Through the use of turnkey remote care monitoring platforms, clinicians can empower patients to do more to manage their own health and remain compliant with their plans of care long after they return to their homes. Additionally, the ability to collect biometric, behavioral, and other key data from at-risk patients on a continuous basis means those patients are never fully discharged from the care they require.
Yet there is another factor that comes into play – the patient’s active participation in the remote care management program. The most powerful remote care technology in the world won’t succeed in keeping patients healthy if those patients don’t use it properly, which means actively working to improve patient engagement is critical to delivering the maximum benefits. The reality is, patients who are confident in the technology, enthusiastically generate accurate data, understand the impact their participation has on their overall outcomes, and feel empowered to troubleshoot issues as they encounter them will have the greatest success.

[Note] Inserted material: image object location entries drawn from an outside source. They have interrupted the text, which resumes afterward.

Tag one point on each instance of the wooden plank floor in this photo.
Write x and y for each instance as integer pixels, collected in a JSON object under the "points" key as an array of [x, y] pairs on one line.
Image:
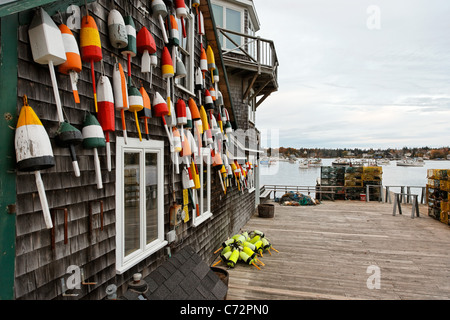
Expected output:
{"points": [[325, 250]]}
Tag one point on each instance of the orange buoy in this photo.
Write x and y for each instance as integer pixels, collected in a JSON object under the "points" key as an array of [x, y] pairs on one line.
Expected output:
{"points": [[73, 65], [91, 48], [34, 151]]}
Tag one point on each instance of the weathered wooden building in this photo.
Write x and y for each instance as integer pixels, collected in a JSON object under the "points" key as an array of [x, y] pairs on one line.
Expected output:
{"points": [[102, 235]]}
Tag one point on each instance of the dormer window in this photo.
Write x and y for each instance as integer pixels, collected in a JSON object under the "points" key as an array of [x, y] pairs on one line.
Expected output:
{"points": [[229, 17]]}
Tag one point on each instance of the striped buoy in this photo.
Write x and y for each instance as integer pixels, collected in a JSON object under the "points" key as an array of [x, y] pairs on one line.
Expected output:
{"points": [[73, 65], [47, 47], [91, 48], [146, 112], [120, 95], [181, 13], [176, 139], [211, 61], [117, 30], [131, 49], [166, 64], [34, 151], [188, 118], [198, 76], [174, 33], [203, 61], [160, 109], [209, 104], [160, 12], [205, 125], [136, 103], [146, 46], [181, 113], [106, 116], [94, 138]]}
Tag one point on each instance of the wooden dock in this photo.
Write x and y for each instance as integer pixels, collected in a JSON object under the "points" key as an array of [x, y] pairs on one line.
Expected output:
{"points": [[325, 252]]}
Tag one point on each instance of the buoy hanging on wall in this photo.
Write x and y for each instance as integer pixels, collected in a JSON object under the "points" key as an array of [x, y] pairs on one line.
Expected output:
{"points": [[47, 47], [94, 138], [146, 46], [160, 12], [136, 103], [91, 48], [117, 30], [146, 112], [34, 152], [131, 49], [120, 95], [106, 116], [73, 65]]}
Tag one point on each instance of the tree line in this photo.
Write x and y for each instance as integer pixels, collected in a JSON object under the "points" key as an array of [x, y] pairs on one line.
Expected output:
{"points": [[423, 152]]}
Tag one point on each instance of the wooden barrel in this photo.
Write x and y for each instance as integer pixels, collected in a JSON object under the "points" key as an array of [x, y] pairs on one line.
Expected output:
{"points": [[223, 275], [266, 210]]}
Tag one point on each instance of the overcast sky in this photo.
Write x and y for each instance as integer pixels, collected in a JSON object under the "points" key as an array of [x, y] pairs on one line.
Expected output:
{"points": [[357, 73]]}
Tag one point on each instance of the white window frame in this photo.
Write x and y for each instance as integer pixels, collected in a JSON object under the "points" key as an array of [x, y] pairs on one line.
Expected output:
{"points": [[123, 263], [190, 36], [223, 40], [206, 162]]}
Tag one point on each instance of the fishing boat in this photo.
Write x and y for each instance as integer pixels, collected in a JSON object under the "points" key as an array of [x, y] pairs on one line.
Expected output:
{"points": [[303, 164], [316, 162], [416, 162], [383, 162], [339, 162]]}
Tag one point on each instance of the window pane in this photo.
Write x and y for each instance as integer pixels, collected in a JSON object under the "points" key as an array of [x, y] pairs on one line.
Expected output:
{"points": [[233, 24], [218, 18], [151, 195], [132, 200]]}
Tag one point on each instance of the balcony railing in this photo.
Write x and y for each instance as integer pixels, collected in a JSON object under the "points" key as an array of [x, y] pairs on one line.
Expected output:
{"points": [[252, 50]]}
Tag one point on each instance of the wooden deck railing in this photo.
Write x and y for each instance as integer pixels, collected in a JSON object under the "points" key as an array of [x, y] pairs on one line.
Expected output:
{"points": [[258, 50]]}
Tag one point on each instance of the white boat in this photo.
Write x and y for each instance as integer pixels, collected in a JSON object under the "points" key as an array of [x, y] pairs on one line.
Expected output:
{"points": [[341, 162], [303, 164], [411, 162], [315, 162], [383, 162]]}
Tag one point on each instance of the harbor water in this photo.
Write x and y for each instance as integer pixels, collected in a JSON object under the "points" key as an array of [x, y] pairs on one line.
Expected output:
{"points": [[286, 173]]}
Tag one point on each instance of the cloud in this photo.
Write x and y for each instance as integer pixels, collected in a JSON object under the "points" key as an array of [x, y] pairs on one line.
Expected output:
{"points": [[344, 85]]}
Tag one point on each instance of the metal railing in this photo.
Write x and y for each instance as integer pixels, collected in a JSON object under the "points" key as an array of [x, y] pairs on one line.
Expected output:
{"points": [[258, 50], [331, 191]]}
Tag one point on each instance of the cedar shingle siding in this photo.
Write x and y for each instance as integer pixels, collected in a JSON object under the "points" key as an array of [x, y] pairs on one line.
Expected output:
{"points": [[39, 268]]}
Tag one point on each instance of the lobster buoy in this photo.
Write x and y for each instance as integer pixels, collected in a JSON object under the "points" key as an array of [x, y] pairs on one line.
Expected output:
{"points": [[94, 138], [160, 12], [131, 50], [73, 65], [117, 30], [34, 152], [91, 48], [120, 95], [146, 46], [146, 112], [106, 116], [136, 103], [209, 104], [47, 47]]}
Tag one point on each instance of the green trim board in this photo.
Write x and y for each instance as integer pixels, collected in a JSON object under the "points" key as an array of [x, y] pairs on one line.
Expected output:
{"points": [[8, 110]]}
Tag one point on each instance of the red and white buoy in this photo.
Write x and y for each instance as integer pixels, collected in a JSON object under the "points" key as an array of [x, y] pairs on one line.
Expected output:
{"points": [[73, 65], [160, 109], [91, 48], [160, 12], [181, 13], [120, 95], [105, 114], [146, 46], [34, 152]]}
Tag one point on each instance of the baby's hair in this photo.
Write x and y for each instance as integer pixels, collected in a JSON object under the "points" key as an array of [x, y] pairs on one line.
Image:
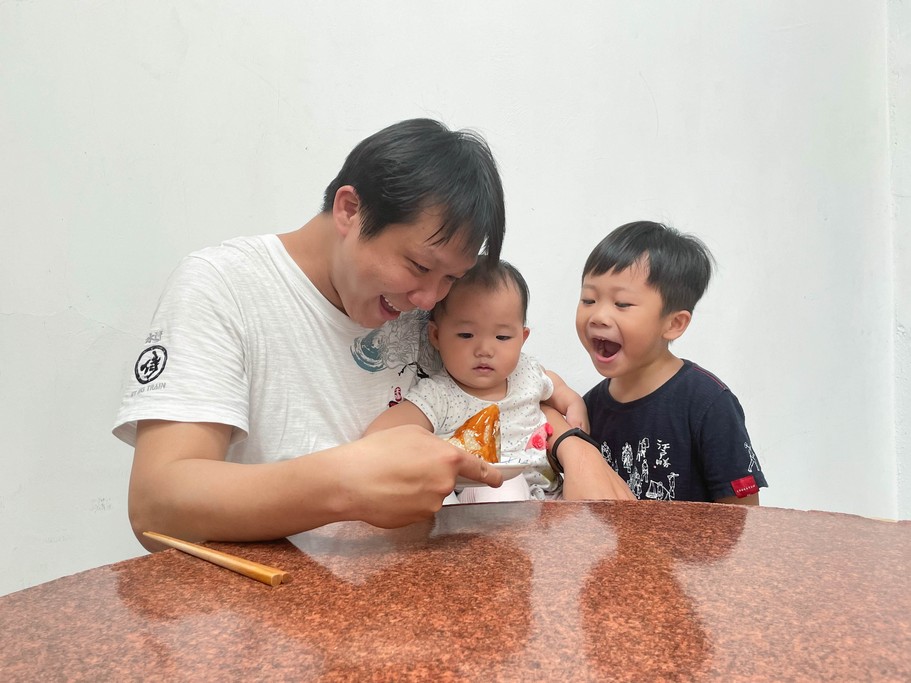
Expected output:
{"points": [[489, 275], [679, 265]]}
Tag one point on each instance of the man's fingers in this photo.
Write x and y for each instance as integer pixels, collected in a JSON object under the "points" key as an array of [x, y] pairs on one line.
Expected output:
{"points": [[472, 467]]}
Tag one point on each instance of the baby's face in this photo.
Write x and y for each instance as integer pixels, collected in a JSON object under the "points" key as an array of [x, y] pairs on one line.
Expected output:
{"points": [[479, 336]]}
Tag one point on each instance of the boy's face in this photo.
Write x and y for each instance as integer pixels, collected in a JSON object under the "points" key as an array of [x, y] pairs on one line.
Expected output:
{"points": [[398, 270], [479, 336], [620, 323]]}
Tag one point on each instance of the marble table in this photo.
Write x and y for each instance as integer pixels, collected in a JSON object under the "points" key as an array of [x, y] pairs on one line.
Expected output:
{"points": [[507, 591]]}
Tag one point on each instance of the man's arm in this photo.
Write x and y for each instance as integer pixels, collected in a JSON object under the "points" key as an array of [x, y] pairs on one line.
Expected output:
{"points": [[182, 486], [586, 475], [567, 402]]}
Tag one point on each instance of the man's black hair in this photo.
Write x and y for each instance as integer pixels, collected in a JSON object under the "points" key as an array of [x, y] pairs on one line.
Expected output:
{"points": [[679, 265], [489, 274], [420, 164]]}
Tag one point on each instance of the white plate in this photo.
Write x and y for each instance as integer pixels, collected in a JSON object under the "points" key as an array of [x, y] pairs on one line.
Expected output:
{"points": [[507, 469]]}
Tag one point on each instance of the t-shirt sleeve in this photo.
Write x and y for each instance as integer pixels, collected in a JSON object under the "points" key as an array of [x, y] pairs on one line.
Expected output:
{"points": [[190, 367], [728, 461]]}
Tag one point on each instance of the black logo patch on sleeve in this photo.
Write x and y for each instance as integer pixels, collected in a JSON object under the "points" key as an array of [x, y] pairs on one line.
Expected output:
{"points": [[150, 364]]}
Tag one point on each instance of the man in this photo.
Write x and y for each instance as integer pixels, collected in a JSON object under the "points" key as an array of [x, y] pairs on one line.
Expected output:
{"points": [[268, 356]]}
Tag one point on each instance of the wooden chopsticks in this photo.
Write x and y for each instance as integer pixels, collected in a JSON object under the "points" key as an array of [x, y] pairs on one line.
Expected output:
{"points": [[268, 575]]}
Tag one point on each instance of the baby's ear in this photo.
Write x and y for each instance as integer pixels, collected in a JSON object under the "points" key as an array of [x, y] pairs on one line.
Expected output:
{"points": [[433, 334], [675, 324]]}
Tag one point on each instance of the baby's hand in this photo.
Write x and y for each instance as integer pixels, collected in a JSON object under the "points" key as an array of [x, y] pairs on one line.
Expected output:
{"points": [[577, 415]]}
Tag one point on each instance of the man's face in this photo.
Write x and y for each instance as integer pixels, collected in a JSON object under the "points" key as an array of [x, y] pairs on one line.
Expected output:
{"points": [[398, 270]]}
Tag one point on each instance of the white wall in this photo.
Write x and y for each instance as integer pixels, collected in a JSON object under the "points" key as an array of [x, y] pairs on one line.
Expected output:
{"points": [[134, 132]]}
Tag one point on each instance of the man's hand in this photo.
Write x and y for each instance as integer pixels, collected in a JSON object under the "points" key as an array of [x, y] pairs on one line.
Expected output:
{"points": [[401, 475]]}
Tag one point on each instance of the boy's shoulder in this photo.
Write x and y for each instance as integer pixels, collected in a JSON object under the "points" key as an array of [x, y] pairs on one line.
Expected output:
{"points": [[700, 377], [692, 382]]}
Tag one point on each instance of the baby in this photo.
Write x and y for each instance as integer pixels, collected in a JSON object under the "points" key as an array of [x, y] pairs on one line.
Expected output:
{"points": [[479, 331]]}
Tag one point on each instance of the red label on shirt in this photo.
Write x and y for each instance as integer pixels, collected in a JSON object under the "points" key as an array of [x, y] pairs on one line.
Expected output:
{"points": [[745, 487]]}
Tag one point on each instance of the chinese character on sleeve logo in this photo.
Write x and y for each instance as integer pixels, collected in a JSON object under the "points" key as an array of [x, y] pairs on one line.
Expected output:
{"points": [[150, 364]]}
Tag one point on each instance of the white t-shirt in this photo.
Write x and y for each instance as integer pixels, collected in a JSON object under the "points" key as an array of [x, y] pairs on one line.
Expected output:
{"points": [[242, 337]]}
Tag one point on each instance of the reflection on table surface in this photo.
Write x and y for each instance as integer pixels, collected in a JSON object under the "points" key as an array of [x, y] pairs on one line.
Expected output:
{"points": [[573, 591]]}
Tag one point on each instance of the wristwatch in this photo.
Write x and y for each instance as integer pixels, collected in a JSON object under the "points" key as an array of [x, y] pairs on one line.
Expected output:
{"points": [[552, 458]]}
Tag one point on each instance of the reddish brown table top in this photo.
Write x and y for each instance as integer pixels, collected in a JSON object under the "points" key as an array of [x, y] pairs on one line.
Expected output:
{"points": [[507, 591]]}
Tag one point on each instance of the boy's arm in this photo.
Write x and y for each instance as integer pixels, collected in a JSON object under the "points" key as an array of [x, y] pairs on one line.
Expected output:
{"points": [[402, 413], [586, 475], [567, 402]]}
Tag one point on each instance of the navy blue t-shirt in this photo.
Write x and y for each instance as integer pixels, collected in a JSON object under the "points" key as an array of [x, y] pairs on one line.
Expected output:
{"points": [[685, 441]]}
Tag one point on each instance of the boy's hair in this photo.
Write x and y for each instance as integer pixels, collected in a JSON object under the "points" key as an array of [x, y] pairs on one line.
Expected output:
{"points": [[489, 275], [420, 164], [679, 265]]}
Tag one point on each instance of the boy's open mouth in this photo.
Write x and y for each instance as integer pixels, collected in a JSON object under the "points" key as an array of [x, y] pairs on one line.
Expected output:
{"points": [[605, 347]]}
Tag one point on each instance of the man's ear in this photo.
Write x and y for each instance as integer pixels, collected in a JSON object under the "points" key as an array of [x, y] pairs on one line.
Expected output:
{"points": [[433, 334], [346, 210], [675, 324]]}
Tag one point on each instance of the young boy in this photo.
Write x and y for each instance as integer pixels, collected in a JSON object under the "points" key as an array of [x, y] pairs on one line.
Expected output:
{"points": [[479, 330], [671, 429]]}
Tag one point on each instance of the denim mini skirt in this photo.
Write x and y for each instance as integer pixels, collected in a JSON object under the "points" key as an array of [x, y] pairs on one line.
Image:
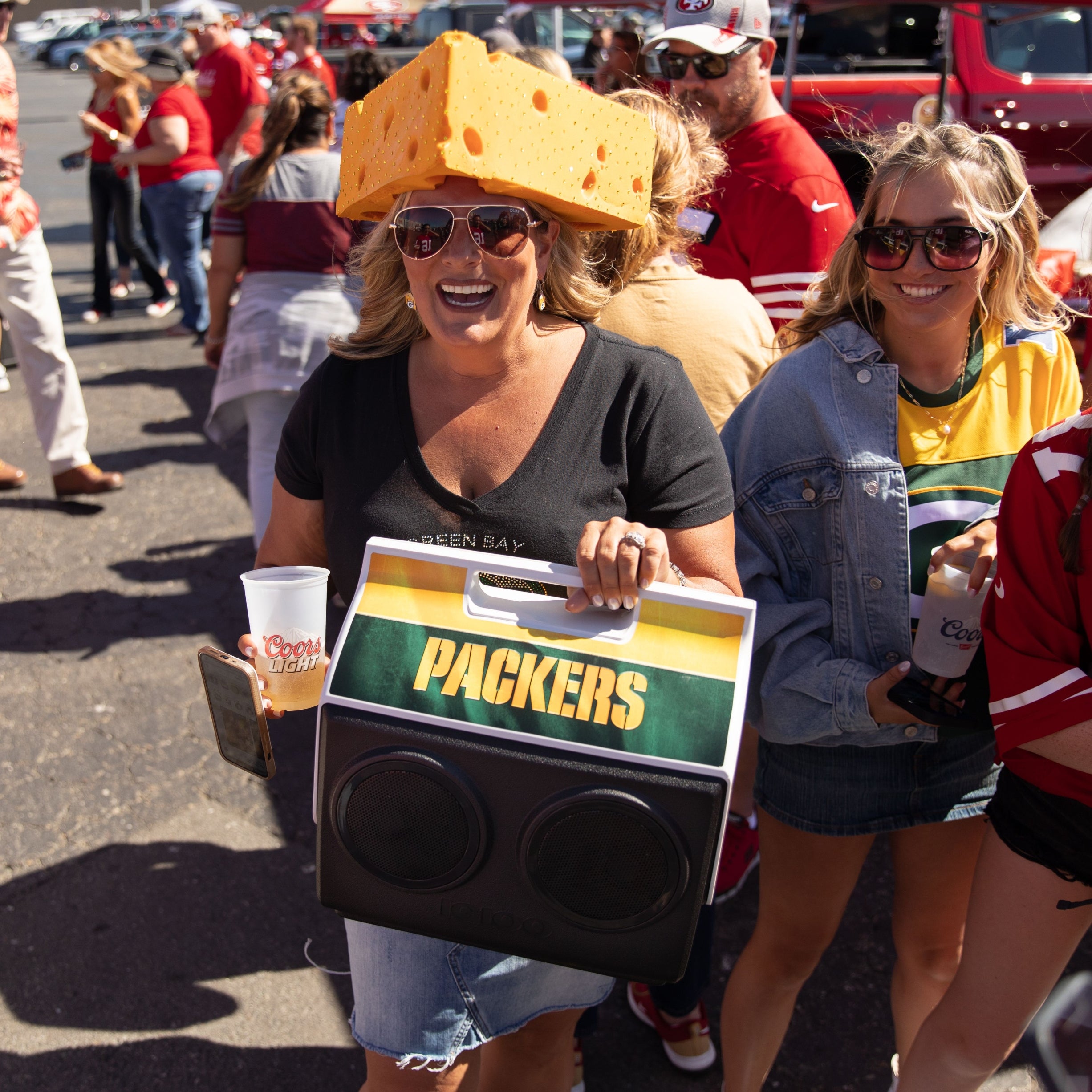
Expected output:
{"points": [[845, 790], [424, 1001]]}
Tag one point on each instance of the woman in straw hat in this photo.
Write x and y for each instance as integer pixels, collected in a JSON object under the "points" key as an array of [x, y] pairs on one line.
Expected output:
{"points": [[112, 121]]}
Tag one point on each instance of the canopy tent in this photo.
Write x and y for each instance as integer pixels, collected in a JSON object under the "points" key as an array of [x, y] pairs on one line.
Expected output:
{"points": [[361, 12]]}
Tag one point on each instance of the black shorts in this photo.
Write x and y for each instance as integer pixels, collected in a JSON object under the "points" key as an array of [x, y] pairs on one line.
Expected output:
{"points": [[1054, 831]]}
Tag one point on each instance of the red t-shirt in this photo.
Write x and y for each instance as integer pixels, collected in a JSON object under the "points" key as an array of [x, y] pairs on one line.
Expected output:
{"points": [[783, 212], [179, 101], [317, 66], [227, 85], [1037, 618]]}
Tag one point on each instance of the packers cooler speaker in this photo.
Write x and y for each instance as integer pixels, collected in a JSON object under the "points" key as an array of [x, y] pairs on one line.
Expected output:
{"points": [[495, 771]]}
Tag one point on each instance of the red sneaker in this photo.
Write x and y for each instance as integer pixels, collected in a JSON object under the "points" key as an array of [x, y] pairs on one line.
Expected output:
{"points": [[687, 1044], [739, 857]]}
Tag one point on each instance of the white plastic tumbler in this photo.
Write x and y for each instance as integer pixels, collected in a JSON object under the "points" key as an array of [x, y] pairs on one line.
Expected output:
{"points": [[949, 632], [288, 611]]}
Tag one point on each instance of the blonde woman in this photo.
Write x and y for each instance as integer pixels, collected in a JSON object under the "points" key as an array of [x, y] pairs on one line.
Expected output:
{"points": [[724, 339], [922, 364], [478, 398], [112, 122], [276, 219]]}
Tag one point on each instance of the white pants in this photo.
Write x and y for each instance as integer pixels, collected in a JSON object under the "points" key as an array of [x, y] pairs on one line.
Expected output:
{"points": [[29, 303], [267, 412]]}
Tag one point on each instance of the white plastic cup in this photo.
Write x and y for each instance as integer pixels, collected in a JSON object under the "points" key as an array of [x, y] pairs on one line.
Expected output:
{"points": [[288, 611], [949, 632]]}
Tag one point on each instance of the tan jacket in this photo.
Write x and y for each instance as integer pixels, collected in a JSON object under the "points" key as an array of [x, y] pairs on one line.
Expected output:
{"points": [[718, 329]]}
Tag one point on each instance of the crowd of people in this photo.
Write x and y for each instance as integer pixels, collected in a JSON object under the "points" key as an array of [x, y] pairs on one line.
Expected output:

The time for isolated interventions is past. Studies show that comprehensive remote care programs are far more effective at reducing unplanned hospital readmissions than individual encounters. Ensuring they achieve wider adoption and are successful in driving systemic care improvements, however, requires a few essential components:
Start with the path of least resistance.
Typical value-based outcome goals for chronic heart failure (CHF) patients are reducing length of stay and 30-day readmissions, making this condition a natural place to start a remote care management program. After all, those outcomes (along with greatly improved patient satisfaction) are easy to track. From there, the program can be easily extended to COPD, hypertension, and diabetes, which naturally leads to programs that support core uses cases such as smoking cessation. Health systems that began remote care management programs in one obvious area are now using them to manage multiple acute and chronic conditions across many service lines.